OPHI Director, Sabina Alkire and OPHI Co-founder John Hammock participated in a Symposium on Overcoming Isolation and Deepening Social Connectedness, in Toronto, Canada.  Kim Samuel, a Scholar in Residence at OPHI was one of the organizers of the Symposium with the strong support of the Synergos Institute, TakingITGlobal and the Samuel Family Foundation. In its research OPHI has identified Social Connectedness as a Missing Dimension of poverty that is often overlooked and left unmeasured. The Symposium was held at Evergreen Brick Works, a community environmental centre in Toronto, Canada. The Symposium brought together an unusual mix of participants, ranging from representatives of NGOs and social inclusion groups working in Africa to private philanthropists as well as participants with learning disabilities to academics and representatives of the First Nations of Canada.

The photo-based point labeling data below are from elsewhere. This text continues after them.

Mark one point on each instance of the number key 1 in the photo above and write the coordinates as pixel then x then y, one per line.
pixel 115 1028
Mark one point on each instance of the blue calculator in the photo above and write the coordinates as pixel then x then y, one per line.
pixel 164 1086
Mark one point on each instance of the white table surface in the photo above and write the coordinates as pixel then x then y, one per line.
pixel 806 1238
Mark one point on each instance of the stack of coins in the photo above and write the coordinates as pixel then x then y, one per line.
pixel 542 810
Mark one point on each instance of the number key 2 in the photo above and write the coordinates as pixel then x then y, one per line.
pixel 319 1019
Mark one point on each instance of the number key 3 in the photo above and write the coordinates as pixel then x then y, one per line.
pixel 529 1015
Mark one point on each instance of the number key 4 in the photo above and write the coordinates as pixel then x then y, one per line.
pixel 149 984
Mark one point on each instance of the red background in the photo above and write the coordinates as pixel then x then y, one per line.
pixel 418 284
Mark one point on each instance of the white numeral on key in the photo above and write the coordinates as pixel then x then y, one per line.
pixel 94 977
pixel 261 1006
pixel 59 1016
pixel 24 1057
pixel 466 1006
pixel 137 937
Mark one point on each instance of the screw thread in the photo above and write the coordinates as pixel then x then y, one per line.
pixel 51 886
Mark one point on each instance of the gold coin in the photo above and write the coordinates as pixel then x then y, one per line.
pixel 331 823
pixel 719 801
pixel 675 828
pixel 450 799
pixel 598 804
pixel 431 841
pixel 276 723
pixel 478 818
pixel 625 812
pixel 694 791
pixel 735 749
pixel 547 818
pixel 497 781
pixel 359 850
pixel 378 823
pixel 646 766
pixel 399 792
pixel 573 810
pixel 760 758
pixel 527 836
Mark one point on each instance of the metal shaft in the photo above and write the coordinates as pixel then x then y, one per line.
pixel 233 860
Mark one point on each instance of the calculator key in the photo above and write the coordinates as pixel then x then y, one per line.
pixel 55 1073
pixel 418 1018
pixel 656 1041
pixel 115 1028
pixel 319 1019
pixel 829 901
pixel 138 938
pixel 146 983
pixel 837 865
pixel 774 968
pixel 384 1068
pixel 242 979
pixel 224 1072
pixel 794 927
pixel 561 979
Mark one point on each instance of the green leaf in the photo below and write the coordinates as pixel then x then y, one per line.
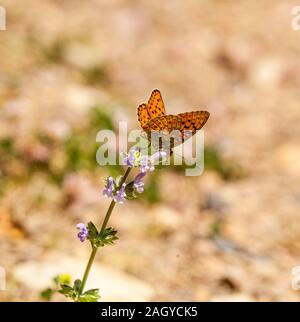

The Symposium focused three key themes: tracing linkages between social isolation and poverty, learning from stories of community resilience, and fostering a sense of belonging and reciprocity.  Sabina Alkire participated as a discussant in the conversation on the link betwee isolation and poverty. The Symposium heard a wide variety of participants on their experiences of isolation—and provided opportunities to hear the voices of young people, First Nation representatives and African leaders working in this area. The Symposium gave special focus to the role of the arts as a medium for giving voice to images of isolation and connectedness.  Participants ended the Symposium with a commitment to the need for further policy advocacy and research, particularly applied research at the individual, community and national level.

You can read more about the Missing Dimensions of poverty here and see OPHI’s work on social isolation and shame and humiliation by clicking on the links provided.

You can also read OPHI Working Paper 67, Social Isolation: A conceptual and Measurement Proposal by clicking on the link.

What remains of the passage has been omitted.